Havia brigado com os Calvamani por causa do carregamento, e a última vez que havia visto Adam e Fideas havia sido na noite em que retornara da última viagem, no banquete em que ele e o irmão haviam preparado. Não lembrava se teria conversado com eles ou não. Talvez tenham trocado uma ou duas palavras bêbadas, mas apenas isso.

– Eu sabia que a vila seria atacada, eu... Não fui rápido o suficiente, se eu tivesse puxado o cavalo...

– Ele teria morrido e vocês viriam andando – Valentin tinha os olhos pesados e a voz babosa. Certamente não dormia há um tempo, mas seu rosto denunciava algo mais do simples cansaço físico. – E eu já te vi correr, não é mais rápido do que um cavalo. Nossa, não é mais rápido nem do que o Victor, e isso é dizer algo.

– Ei, o que isso quer dizer!? – protestou Victor, pondo-se de pé com um salto. Ele cuspiu o osso de galinha e cruzou os braços, irritado. – O meu peso não me faz lento, aposto que te venço a qualquer distância!

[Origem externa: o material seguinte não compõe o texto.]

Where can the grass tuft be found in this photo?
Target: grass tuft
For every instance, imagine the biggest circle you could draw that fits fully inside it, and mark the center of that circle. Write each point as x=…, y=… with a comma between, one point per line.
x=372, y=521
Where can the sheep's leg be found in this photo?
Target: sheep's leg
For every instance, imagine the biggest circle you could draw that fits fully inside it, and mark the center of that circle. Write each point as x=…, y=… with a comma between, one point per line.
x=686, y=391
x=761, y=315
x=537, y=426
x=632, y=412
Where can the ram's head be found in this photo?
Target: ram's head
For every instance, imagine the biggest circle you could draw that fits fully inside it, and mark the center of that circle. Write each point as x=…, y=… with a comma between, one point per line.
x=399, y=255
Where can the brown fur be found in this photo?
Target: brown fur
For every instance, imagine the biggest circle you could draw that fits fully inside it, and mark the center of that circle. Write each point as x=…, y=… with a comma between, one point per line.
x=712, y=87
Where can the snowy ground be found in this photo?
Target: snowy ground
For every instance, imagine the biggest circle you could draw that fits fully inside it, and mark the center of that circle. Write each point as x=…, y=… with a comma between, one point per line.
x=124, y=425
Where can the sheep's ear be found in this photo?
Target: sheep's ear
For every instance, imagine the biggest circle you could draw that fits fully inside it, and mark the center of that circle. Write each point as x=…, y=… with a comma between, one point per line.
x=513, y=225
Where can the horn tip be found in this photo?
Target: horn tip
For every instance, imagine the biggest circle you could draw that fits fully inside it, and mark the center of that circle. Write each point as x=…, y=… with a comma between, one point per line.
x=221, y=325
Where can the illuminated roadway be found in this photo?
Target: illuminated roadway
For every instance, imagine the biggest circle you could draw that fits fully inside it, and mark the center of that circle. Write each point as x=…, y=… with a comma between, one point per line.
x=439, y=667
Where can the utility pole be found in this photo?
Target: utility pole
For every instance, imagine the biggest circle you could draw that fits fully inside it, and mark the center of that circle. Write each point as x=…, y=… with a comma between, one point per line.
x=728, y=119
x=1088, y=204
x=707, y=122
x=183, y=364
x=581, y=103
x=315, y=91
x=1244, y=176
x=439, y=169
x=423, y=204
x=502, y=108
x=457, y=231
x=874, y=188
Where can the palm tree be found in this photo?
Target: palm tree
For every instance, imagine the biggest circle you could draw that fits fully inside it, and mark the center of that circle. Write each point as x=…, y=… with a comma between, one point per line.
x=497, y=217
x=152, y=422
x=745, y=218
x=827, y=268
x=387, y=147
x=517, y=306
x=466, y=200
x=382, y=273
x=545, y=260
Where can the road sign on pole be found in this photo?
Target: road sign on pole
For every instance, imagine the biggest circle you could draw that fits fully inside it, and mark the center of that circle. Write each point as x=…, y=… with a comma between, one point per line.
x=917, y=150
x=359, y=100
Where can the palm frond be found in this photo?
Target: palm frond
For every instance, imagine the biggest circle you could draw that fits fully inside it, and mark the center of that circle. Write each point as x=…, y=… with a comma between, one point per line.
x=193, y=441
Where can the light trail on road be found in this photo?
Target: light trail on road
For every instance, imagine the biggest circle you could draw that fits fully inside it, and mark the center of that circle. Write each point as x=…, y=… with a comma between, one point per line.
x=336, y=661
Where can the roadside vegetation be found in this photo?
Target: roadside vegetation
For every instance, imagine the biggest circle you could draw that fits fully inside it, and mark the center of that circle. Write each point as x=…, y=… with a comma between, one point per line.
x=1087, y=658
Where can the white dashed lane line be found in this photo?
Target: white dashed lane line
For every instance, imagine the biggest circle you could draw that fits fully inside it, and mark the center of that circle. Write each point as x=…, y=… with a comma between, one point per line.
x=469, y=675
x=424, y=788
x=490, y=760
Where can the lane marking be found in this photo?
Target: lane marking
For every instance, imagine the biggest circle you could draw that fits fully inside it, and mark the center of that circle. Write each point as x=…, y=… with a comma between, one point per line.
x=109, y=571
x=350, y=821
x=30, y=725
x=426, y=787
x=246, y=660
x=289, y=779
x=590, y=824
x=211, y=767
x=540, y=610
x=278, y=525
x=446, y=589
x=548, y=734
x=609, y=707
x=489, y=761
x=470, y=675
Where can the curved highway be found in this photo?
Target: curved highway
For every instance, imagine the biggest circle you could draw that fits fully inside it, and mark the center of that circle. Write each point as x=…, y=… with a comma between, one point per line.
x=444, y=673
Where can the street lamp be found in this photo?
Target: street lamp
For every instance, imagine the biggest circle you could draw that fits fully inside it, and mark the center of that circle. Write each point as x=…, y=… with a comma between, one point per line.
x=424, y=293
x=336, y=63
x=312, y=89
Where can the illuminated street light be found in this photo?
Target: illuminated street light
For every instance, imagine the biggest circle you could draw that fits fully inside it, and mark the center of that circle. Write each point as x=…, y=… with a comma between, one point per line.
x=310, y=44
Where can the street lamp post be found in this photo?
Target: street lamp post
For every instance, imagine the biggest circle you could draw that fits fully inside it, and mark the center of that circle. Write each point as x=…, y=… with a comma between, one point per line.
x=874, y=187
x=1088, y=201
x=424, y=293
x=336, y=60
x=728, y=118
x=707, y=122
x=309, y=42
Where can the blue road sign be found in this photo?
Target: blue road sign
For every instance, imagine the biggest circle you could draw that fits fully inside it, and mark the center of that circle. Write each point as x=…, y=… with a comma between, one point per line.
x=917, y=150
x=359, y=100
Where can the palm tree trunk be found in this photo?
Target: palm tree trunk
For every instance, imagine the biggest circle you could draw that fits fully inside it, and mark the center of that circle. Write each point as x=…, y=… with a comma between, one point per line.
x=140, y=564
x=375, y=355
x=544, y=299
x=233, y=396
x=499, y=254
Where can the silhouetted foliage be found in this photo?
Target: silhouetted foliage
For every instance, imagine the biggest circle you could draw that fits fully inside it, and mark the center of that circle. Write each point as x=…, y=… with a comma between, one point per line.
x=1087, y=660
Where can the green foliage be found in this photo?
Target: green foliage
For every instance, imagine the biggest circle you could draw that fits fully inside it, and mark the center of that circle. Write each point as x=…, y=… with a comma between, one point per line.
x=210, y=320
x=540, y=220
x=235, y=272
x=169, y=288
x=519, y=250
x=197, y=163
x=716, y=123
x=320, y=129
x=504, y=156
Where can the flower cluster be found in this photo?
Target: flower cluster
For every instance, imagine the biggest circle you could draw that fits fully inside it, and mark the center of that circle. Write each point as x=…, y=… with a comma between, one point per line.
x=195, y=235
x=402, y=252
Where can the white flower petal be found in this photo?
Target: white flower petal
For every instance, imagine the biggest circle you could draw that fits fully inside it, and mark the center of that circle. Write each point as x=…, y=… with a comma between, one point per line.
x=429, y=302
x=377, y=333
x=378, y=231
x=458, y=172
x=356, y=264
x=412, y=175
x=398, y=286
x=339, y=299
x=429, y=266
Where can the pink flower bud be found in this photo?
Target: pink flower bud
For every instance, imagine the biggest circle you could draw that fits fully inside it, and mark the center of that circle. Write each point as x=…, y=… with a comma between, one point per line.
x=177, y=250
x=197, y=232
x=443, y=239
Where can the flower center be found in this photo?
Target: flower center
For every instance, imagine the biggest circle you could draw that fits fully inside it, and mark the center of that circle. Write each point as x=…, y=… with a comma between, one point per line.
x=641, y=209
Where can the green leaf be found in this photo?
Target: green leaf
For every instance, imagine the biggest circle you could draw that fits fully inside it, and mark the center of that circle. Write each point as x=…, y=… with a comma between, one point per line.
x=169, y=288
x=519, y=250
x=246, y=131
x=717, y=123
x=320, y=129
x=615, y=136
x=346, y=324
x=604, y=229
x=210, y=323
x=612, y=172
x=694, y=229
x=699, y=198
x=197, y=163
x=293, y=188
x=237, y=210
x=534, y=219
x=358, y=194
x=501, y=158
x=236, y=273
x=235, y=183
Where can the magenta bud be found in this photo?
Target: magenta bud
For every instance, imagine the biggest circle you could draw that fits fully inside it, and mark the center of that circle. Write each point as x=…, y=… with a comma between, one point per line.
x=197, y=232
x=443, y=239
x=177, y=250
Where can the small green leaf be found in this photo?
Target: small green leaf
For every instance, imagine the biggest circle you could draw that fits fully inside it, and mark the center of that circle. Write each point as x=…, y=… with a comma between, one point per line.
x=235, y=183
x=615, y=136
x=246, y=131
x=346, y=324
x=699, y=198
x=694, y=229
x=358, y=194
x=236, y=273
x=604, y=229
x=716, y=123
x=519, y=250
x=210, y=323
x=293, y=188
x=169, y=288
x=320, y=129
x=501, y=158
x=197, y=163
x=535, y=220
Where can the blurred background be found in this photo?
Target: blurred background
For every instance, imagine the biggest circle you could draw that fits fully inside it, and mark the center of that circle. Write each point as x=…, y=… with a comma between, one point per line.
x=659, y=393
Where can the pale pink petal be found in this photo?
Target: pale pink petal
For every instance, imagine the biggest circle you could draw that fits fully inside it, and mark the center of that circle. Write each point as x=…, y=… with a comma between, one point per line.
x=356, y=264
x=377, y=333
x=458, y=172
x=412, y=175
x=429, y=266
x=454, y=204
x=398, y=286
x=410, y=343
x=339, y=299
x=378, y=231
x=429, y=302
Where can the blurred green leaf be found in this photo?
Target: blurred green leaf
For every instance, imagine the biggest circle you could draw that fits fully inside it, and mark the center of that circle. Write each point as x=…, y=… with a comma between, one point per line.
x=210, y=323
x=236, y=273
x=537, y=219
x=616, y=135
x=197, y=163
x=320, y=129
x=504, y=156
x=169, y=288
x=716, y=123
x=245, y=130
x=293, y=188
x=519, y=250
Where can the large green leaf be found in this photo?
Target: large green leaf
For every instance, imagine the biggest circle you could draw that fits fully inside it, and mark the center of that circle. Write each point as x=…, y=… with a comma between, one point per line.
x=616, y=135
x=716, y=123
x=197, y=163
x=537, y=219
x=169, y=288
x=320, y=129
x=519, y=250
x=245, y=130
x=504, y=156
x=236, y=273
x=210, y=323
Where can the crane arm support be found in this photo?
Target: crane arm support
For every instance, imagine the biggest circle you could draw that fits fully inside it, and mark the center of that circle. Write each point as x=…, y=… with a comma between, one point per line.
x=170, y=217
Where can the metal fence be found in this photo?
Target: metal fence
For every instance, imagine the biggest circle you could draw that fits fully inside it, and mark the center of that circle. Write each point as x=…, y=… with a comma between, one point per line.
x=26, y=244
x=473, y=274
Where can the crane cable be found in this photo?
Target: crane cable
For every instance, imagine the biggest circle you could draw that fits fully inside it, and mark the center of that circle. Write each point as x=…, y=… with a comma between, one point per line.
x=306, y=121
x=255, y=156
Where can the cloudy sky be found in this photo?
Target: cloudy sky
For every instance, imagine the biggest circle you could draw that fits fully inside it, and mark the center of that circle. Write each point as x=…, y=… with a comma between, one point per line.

– Ah, cale-se – suplicou o amigo, abanando os braços com enfado. – Não tenho ânimo pra essas suas coisas agora.

"Muito menos eu." – pensou Ion, levantando-se e batendo a poeira de sua calça.

– Desculpe, amigos. Acho que preciso de um tempo longe disso tudo, nos falamos pela manhã.

Deixou Valentin e Victor para trás, dirigindo-se a um dos lados opostos do acampamento improvisado, onde Barna discutia algo com um grupo de mercenários locais e Katia sentava sozinha, bebericando um pouco de chá e envolta em um grosso cobertor de pele de cabra. Trazia no rosto uma expressão sisuda e carregada e, ao vê-lo, sinalizou para que sentasse ao seu lado.

Ion se aproximou e ela pousou a cabeça em seu ombro. Por um segundo, aquele ato acalmou todo o turbilhão de emoções negativas que atormentava o viajante naquele momento.